The fluctuation in article length could also suggest evolving perspectives within the Bowdoin community as the war unfolded. The increase in length until 1967 might indicate a period of intense interest and active discourse, reflecting the changing dynamics and developments in the war. However, the subsequent tapering down of article length might indicate a shift in focus or priorities, as other issues or events captured the community's attention. It is important to acknowledge the limitations of the corpus, which is not fully finished during this time period. As a result, it is possible that the missing articles from the later years could have influenced the overall pattern, and therefore, any interpretation must be cautious and consider the potential impact of the missing data. The tapering down of article length after 1967 could also reflect a saturation of coverage or a shift in attention to other national or local events happening at the time.

Interpretation: The difference between writing R 4.2 code to plot sentiment and attempting to use Voyant to achieve similar outcomes is quite dramatic. By not using a negative number to plot negative sentiment, it can be hard to visually understand that the green lines (a color often associated with good) represent something negative. After reviewing the texts, the spikes in positive sentiment (the blue dots) in this graph are explained by articles that discuss the idea of "freedom," which is unsurprising given the nature of our corpus.

The sentiment plot generated by Voyant can be considered a "black box" because it provides limited visibility into the specific algorithms/processes used to calculate the sentiment scores that are plotted. How sentiment is determined and aggregated is not explicitly revealed or customizable by the user. Furthermore, customizing sentiment analysis or using domain-specific sentiment lexicons may not be possible within Voyant's approach.

Voyant's sentiment analysis can still provide general insights into sentiment trends our corpus, however, since we required customization and transparency/reproducability in the sentiment analysis process, R is a better choice, as it inherently offers greater visibility and flexibility.

Results & Discussion

When sentiment trends are examined at the level of individual articles, there is an observed diversity reflecting the unique perspectives, topics, and authors associated with each piece. Yet, a broader image emerges when the focus shifts to sentiment grouped by Orient issue. Here, a progressive increase in negative sentiment is noted, suggesting an escalation of radicalization and criticism as the war continued. The narrative painted by these differing yet complementary approaches suggests a nuanced and dynamic interplay of sentiment, likely echoing broader societal attitudes towards the unfolding war.

Analyzing article length offers additional insights, potentially mirroring the evolving awareness and engagement within the community. Initially, growth in article length seems to signal an intense interest and active discourse around the conflict. However, as the war persisted, the reduced length of articles could hint at either coverage saturation or a shift of attention toward other contemporary issues. Adding to this complex picture is the comparison between using R 4.2 code and Voyant for sentiment analysis. While Voyant provides a general understanding of sentiment trends, the "black box" nature of its algorithm may lead to potential misinterpretations.

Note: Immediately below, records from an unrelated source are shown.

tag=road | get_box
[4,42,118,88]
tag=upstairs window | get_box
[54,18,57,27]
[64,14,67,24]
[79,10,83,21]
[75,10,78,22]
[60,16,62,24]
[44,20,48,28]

On the other hand, R's transparency and flexibility enable greater control over the sentiment analysis process, promoting clarity and customizability. Overall, the diverse approaches and tools explored in this analysis highlight the depth and breadth of the changing attitudes towards the Vietnam War captured in these articles.

Next steps: experiment with customizing the stopwords list by consulting with journalists and other related experts to determine whether they adversely affected the analysis. Employing newsprint-specific sentiment lexicons, tailored to the context of war reporting, could provide a more accurate reflection of sentiment than a general-purpose lexicon. Additionally, conducting a comparative analysis using different publications from the same period. This would offer insights into how sentiment varied across different publications or regions, providing a more holistic understanding of public sentiment.